Structure-property behavior of poly(ethylene oxide) based poly(urethane-urea) copolymers and their nanocomposites reinforced by silica nanoparticles

Official URL: http://risc01.sabanciuniv.edu/record=b1664846 (Table of Contents)

Structure-property relationships of poly(ethylene oxide) (PEO) based poly(urethane-urea) (PU) copolymers and PU-silica nanocomposites form the basis of this thesis work. On this basis, a brief introduction is provided in Chapter 1. In Chapter 2, the effects of PEO soft segment molecular weight (2000, 4600 and 8000 g/mol) and annealing temperature (60 and 100 °C) on the development of polymer morphology and mechanical properties are investigated. Results strongly suggest that both parameters have significant effect on the final morphologies and mechanical properties of the copolymers.

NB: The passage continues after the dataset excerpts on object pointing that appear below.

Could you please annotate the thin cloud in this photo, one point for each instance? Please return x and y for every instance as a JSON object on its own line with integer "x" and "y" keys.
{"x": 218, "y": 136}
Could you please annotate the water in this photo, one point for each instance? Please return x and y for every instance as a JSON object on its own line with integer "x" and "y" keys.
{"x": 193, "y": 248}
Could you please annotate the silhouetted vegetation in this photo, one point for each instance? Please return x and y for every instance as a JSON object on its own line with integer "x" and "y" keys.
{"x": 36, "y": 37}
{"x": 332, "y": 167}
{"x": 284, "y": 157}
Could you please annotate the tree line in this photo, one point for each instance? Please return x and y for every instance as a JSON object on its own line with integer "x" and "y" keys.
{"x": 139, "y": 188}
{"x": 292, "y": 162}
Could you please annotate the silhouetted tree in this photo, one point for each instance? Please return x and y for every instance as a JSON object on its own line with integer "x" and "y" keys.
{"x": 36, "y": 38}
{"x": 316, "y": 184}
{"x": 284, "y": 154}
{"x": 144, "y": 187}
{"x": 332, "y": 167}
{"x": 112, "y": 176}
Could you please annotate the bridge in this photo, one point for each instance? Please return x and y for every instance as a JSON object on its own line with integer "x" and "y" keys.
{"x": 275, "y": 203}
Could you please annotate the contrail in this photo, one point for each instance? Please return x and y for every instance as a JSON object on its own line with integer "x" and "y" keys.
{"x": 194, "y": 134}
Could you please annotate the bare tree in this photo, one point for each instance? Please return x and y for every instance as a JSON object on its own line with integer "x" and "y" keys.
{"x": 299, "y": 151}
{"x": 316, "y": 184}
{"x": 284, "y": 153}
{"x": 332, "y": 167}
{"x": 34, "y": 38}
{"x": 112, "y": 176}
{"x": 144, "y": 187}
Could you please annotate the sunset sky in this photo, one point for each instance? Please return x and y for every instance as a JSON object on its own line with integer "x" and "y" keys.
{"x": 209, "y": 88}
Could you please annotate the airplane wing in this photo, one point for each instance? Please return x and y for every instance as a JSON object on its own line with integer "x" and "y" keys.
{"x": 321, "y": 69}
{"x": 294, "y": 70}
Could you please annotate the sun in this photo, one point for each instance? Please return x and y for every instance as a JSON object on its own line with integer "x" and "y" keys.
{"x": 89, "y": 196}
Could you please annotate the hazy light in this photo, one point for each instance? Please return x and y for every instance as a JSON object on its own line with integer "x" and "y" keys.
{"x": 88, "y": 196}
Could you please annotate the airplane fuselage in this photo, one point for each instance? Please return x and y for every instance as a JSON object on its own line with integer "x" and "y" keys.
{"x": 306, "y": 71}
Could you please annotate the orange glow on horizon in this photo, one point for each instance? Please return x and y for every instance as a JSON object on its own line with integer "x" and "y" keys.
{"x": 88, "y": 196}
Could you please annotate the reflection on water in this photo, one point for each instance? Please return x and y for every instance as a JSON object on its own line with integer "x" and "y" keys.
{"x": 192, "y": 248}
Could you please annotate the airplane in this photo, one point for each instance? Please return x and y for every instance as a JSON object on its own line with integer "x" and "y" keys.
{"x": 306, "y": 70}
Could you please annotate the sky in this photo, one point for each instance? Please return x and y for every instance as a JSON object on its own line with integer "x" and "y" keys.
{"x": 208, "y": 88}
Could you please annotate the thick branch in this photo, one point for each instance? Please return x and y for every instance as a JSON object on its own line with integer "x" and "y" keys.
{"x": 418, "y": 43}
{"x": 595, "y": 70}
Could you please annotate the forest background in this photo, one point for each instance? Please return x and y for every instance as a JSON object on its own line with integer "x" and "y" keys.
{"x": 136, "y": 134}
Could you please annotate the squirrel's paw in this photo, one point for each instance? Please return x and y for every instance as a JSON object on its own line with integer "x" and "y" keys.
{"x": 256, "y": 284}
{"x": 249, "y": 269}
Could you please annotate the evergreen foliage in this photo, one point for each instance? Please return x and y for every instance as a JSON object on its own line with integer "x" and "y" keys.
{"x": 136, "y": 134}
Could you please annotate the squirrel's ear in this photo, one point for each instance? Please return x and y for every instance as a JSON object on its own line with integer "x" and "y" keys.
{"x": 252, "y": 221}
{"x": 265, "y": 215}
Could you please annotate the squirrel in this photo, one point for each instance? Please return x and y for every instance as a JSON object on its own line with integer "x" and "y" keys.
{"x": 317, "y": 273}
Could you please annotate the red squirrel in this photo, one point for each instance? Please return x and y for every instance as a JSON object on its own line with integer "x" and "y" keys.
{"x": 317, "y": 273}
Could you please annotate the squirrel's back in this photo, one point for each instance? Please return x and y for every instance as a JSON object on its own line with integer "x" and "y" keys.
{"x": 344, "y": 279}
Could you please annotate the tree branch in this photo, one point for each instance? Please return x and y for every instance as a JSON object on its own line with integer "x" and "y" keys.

In Chapter 3, the effect of PEO soft segment molecular weight on the glass transition, crystallinity, molecular mobility, and segmental dynamics of these copolymers is investigated using modulated differential scanning calorimetry (DSC) and dielectric relaxation spectroscopy (DRS). Results mainly suggest that the soft segment molecular weight also significantly affects the thermal properties and five different relaxation mechanisms of the copolymers. In Chapter 4, structure-property behavior of PU-silica nanocomposites is investigated using several characterization techniques. In particular, thermal and mechanical properties of the samples are evaluated as a function of silica content. Results clearly suggest that the silica nanoparticles significantly tailor the thermal and mechanical properties of the nanocomposites in conjunction with the effect of soft segment molecular weight. In Chapter 5, the dynamic glass transition of the rigid amorphous fraction in PU-silica nanocomposites is demonstrated by several advanced characterization techniques. Results mainly suggest a plausible explanation for the discrepancy between Tg values obtained by dielectric relaxation spectroscopy and differential scanning calorimetry in the literature. It is that DRS results in Tg values taking into account the bound polymer, whereas DSC does not. In Chapter 6, key design principles are summarized to provide a practical guideline for the production of high performance PU copolymers and PU-silica nanocomposites, and a better understanding of their structure-property relationships in accordance with the elaborated investigations presented in Chapter 2, 3, 4 and 5.